Plus site summary refresh, AI watch checks, ERP sync log cleanup, and magic link token cleanup.

The User Experience Difference

The difference between synchronous and async operations is trust. When a user clicks "Purchase Label" and sees an immediate confirmation with a "processing" status, they trust the system. When they click the same button and wait eight seconds with no feedback, they assume it failed and click again, which queues a duplicate purchase.

Async operations with proper status feedback eliminate this class of user error entirely. The job is queued instantly. The UI shows the job status. The user can continue working. When the job completes, the UI updates and optionally sends a notification.

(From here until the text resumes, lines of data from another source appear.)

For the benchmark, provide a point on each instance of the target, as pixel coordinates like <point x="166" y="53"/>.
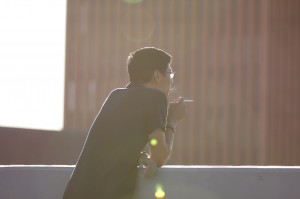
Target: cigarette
<point x="188" y="101"/>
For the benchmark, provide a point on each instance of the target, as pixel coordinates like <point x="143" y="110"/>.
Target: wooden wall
<point x="236" y="58"/>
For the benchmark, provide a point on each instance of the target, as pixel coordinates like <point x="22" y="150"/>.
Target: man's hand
<point x="149" y="165"/>
<point x="176" y="112"/>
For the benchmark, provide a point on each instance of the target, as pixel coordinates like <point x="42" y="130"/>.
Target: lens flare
<point x="159" y="192"/>
<point x="153" y="142"/>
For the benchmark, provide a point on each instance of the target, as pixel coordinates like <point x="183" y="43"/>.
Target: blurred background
<point x="238" y="59"/>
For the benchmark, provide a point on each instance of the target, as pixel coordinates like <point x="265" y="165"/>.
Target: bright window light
<point x="32" y="63"/>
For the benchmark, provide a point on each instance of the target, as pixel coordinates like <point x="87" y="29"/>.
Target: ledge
<point x="184" y="182"/>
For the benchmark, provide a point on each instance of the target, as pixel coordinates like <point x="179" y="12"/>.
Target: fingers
<point x="151" y="170"/>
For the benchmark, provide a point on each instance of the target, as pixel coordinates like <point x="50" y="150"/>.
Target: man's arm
<point x="160" y="142"/>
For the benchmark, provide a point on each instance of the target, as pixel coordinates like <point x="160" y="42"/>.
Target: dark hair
<point x="143" y="62"/>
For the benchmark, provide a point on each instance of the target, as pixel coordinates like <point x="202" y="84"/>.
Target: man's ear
<point x="157" y="75"/>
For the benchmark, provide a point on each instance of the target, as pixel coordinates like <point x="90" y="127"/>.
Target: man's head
<point x="150" y="66"/>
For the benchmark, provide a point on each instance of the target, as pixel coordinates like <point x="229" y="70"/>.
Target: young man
<point x="129" y="119"/>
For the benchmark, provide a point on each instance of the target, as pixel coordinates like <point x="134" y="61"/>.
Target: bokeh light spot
<point x="159" y="192"/>
<point x="153" y="142"/>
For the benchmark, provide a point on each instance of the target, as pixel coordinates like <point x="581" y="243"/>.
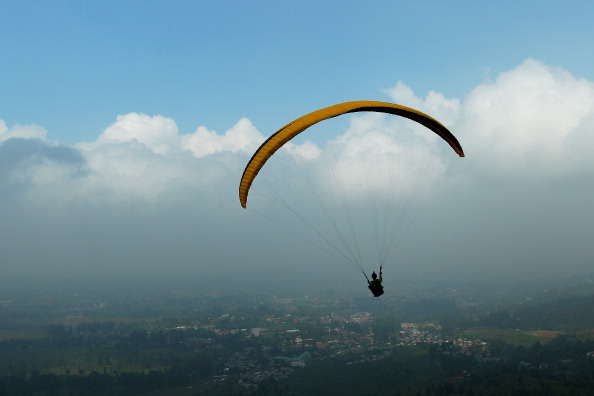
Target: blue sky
<point x="125" y="126"/>
<point x="71" y="66"/>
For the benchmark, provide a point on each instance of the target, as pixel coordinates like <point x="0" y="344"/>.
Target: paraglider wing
<point x="292" y="129"/>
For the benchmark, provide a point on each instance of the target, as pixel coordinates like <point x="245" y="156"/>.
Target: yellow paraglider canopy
<point x="292" y="129"/>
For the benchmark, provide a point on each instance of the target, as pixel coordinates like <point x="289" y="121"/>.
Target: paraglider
<point x="294" y="128"/>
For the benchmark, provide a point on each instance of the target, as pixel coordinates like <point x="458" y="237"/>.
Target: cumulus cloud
<point x="528" y="121"/>
<point x="145" y="188"/>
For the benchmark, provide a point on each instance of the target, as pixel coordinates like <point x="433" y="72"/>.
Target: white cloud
<point x="527" y="122"/>
<point x="157" y="133"/>
<point x="242" y="137"/>
<point x="147" y="188"/>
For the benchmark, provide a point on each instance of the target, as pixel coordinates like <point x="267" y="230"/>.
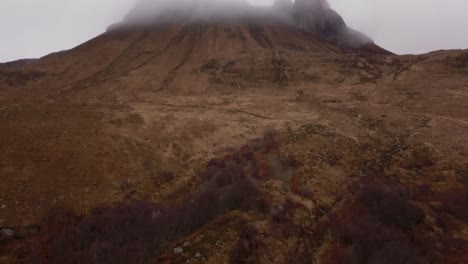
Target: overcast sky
<point x="34" y="28"/>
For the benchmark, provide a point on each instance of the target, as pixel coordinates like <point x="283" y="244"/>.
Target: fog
<point x="32" y="28"/>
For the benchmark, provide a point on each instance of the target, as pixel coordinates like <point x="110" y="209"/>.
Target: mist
<point x="313" y="16"/>
<point x="32" y="28"/>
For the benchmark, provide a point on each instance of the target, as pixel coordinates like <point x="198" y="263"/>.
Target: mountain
<point x="196" y="132"/>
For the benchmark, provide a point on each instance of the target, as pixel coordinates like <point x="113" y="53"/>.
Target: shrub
<point x="391" y="206"/>
<point x="130" y="233"/>
<point x="247" y="247"/>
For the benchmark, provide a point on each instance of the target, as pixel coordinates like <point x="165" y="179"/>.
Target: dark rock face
<point x="316" y="16"/>
<point x="313" y="16"/>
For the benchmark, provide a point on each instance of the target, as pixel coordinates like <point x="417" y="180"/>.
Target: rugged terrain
<point x="233" y="142"/>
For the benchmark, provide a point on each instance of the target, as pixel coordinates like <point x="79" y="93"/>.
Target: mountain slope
<point x="255" y="141"/>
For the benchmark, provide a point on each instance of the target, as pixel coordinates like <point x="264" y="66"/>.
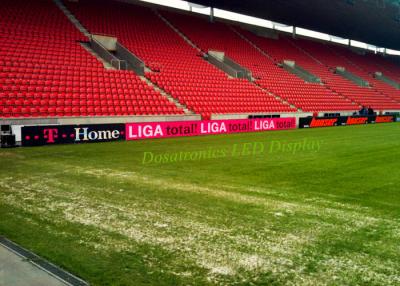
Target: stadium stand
<point x="178" y="67"/>
<point x="218" y="36"/>
<point x="327" y="54"/>
<point x="44" y="71"/>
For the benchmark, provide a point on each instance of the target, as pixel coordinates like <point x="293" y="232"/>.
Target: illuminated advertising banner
<point x="138" y="131"/>
<point x="68" y="134"/>
<point x="314" y="122"/>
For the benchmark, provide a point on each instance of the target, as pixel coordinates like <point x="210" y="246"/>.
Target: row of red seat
<point x="44" y="71"/>
<point x="180" y="69"/>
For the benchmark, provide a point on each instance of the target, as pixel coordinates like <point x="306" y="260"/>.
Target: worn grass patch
<point x="326" y="216"/>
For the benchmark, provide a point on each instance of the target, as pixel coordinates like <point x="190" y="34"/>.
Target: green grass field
<point x="327" y="215"/>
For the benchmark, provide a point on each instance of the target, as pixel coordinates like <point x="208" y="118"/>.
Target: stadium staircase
<point x="229" y="66"/>
<point x="330" y="60"/>
<point x="306" y="97"/>
<point x="384" y="78"/>
<point x="45" y="72"/>
<point x="295" y="69"/>
<point x="72" y="18"/>
<point x="351" y="77"/>
<point x="170" y="98"/>
<point x="106" y="64"/>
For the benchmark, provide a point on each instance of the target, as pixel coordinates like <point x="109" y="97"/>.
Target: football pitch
<point x="298" y="207"/>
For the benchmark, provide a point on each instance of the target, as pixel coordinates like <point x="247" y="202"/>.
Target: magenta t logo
<point x="50" y="134"/>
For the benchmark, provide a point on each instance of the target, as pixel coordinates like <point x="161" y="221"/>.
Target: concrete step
<point x="72" y="18"/>
<point x="277" y="97"/>
<point x="305" y="52"/>
<point x="167" y="95"/>
<point x="106" y="65"/>
<point x="177" y="31"/>
<point x="251" y="43"/>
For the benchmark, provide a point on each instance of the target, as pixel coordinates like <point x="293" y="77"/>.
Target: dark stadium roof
<point x="374" y="22"/>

Retry Logic and Failure Handling

Every async job needs a failure strategy. The default should be retry with exponential backoff: first retry after ten seconds, second after one minute, third after ten minutes. If a job fails three times, it moves to a failed state and triggers an alert rather than continuing to retry indefinitely.

The failure alert is important because silent failures are worse than loud ones. A shipping label that silently fails to purchase is worse than one that fails and notifies the fulfillment team. The notification gives them the chance to retry manually or investigate the issue.

For critical operations like attribution computation and CRM sync, I also run nightly reconciliation jobs that check for inconsistencies and re-queue failed operations. This safety net catches edge cases where the retry logic itself was insufficient.

The Rule

The rule I follow: if an operation depends on an external API, takes more than two seconds, or processes more than a handful of records, it should be async. The engineering cost of making it async is a few hours per operation. The cost of leaving it synchronous is user frustration, timeout errors, duplicate operations, and support tickets.

SampleHQ runs eleven scheduled background jobs processing CRM syncs, shipping labels, attribution, imports, and email delivery. The result is a system that stays responsive under load and handles failures gracefully instead of showing spinners.